Sharck, Re: HAL from June 2001 Dallas Bidness Journal:
June 29, 2001
Halliburton may assume Harbison-Walker asbestos liabilities
Goldman Sachs on Friday downgraded Halliburton Co. (NYSE: HAL) to market perform from recommended buy, after Halliburton announced late Thursday it may assume asbestos liability for Harbison-Walker Refractories Co.
Harbison-Walker has requested that Halliburton unit Dresser Industries Inc. provide claims management and financial assistance for asbestos claims Harbison assumed when it was spun off from Dresser in 1992.
Dallas-based Halliburton is the oil field services company previously headed by Vice President Dick Cheney.
Halliburton said many of the Harbison claims are asserted in lawsuits that also name Dresser as a defendant and Harbison is, in effect, co-insured with Dresser under a substantial insurance program that covers these claims and other asbestos claims against Dresser. Consequently, Dresser has substantial interest in their resolution and the most effective use of this insurance, Halliburton said.
In 1967, Dresser acquired Harbison's refractory manufacturing business and operated it as a division. In 1992, the refractory business and other non-core Dresser businesses were placed in a new unit, Indresco Inc., and spun off to Dresser's shareholders. Indresco's name was later changed to Harbison-Walker Refractories Co., which is now a unit of RHI AG, an Austrian company.
In conjunction with the 1992 spin-off, Dresser agreed to retain asbestos claims filed prior to the spin-off, and Harbison agreed to assume claims filed after the spin-off and to indemnify and defend Dresser against those claims.
Halliburton said it is now investigating Harbison's asbestos claims, and based on information received, it believes that Harbison now has about 165,000 open claims, of which approximately 52,000 are subject to various settlement negotiations or agreements.
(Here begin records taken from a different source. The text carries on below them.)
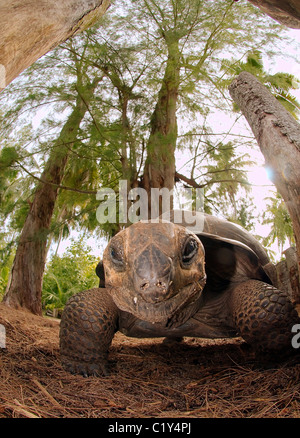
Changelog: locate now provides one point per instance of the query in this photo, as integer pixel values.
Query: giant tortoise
(162, 280)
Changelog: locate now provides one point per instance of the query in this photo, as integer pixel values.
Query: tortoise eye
(117, 256)
(189, 251)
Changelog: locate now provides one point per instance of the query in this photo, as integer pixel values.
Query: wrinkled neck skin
(173, 312)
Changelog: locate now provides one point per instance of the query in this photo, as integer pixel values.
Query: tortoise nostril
(144, 285)
(161, 285)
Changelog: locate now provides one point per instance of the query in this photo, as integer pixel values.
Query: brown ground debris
(197, 378)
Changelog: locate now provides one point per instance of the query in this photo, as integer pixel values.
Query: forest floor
(196, 378)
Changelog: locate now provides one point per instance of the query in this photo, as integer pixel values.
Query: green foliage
(68, 274)
(276, 215)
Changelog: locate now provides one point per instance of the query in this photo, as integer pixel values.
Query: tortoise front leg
(264, 316)
(88, 324)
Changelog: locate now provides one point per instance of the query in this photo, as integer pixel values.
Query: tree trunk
(25, 285)
(31, 28)
(286, 12)
(159, 169)
(278, 136)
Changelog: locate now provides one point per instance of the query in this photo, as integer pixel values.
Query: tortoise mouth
(181, 304)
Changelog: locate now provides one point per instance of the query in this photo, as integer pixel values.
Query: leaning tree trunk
(284, 11)
(278, 135)
(30, 28)
(159, 171)
(25, 285)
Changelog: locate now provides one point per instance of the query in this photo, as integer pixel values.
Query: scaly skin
(264, 316)
(88, 325)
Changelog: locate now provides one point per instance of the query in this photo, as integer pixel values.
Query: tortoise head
(153, 270)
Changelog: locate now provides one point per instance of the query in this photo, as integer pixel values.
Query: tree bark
(159, 171)
(278, 136)
(31, 28)
(25, 285)
(286, 12)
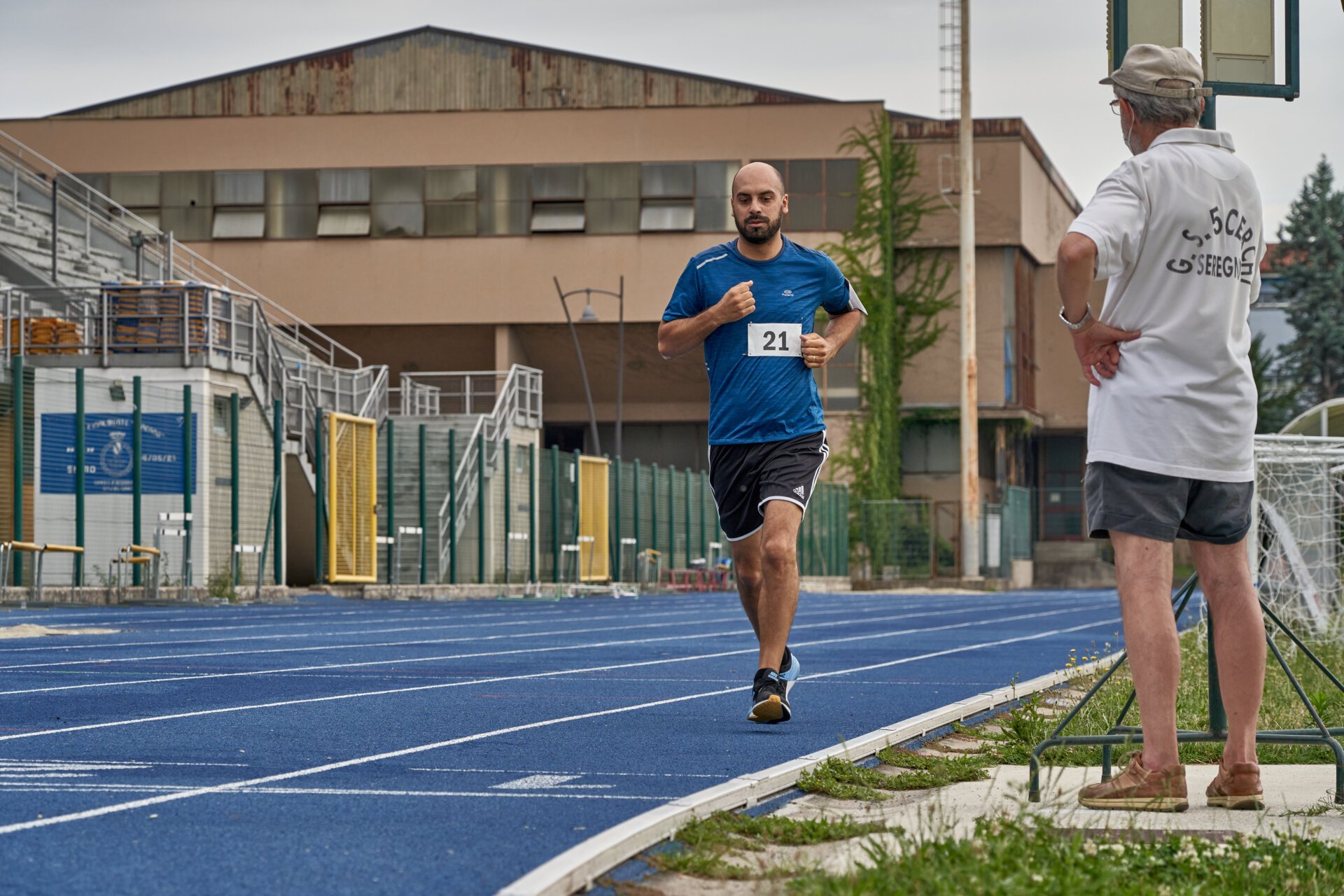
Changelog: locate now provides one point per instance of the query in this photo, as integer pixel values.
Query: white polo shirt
(1179, 234)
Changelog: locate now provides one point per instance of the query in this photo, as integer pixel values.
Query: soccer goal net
(1294, 542)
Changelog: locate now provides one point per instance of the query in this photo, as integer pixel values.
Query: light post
(589, 316)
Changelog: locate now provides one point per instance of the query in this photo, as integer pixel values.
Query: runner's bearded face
(758, 211)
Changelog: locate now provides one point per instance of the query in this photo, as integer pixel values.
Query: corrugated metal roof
(436, 70)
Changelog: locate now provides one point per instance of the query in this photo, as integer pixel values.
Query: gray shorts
(1166, 508)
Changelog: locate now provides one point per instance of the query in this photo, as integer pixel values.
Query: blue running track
(360, 747)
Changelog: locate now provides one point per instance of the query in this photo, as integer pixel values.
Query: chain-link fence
(178, 460)
(514, 517)
(921, 539)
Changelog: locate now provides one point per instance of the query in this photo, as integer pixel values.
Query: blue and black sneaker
(769, 699)
(790, 668)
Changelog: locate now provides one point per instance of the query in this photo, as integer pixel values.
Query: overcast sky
(1035, 59)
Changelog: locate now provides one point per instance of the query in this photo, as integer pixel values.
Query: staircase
(100, 246)
(482, 409)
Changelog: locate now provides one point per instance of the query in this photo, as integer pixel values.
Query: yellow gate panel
(353, 498)
(594, 564)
Halliburton said it previously did not report these claims because of Harbison's agreement to assume full responsibility for these claims and to indemnify and defend Dresser against them.
(Problem is the spinoff never had any significant assets so the Plaintiff attorneys could crank up the punitive damage argument if HAL was found to be running away from the liability)
If Halliburton determines that Harbison is not able to perform adequately its obligations under the assumption agreement and that it is in Halliburton's best interest to do so, Halliburton said it may take the primary role for management and resolution of Harbison's claims. A decision on this is expected in the next several weeks.
Halliburton said it believes that if such a decision is made it would require an additional reserve for estimated known claims at June 30, 2001, net of insurance recoveries, of about $50 million to $60 million, after tax. This reserve would be recorded as a discontinued operations expense and be reduced by the contributions Harbison is capable of making toward the resolution of these claims. Halliburton will report a gain on the sale of the DEG Business Segment of about $300 million after tax. This gain and any required expense associated with the asbestos issues would be netted together and both be included in the total discontinued operations. Results from continuing operations will not be affected, the company said.
"This is an unexpected development,'' Halliburton CEO Dave Lesar, said in a statement. "Although Harbison reaffirmed its responsibility for these claims as recently as last year, it appears that it may be in our best interest to step in and protect our shareholders.''
Shares of Halliburton fell 4 percent to $35.60 a share by the end of trading on the New York Stock Exchange on Friday.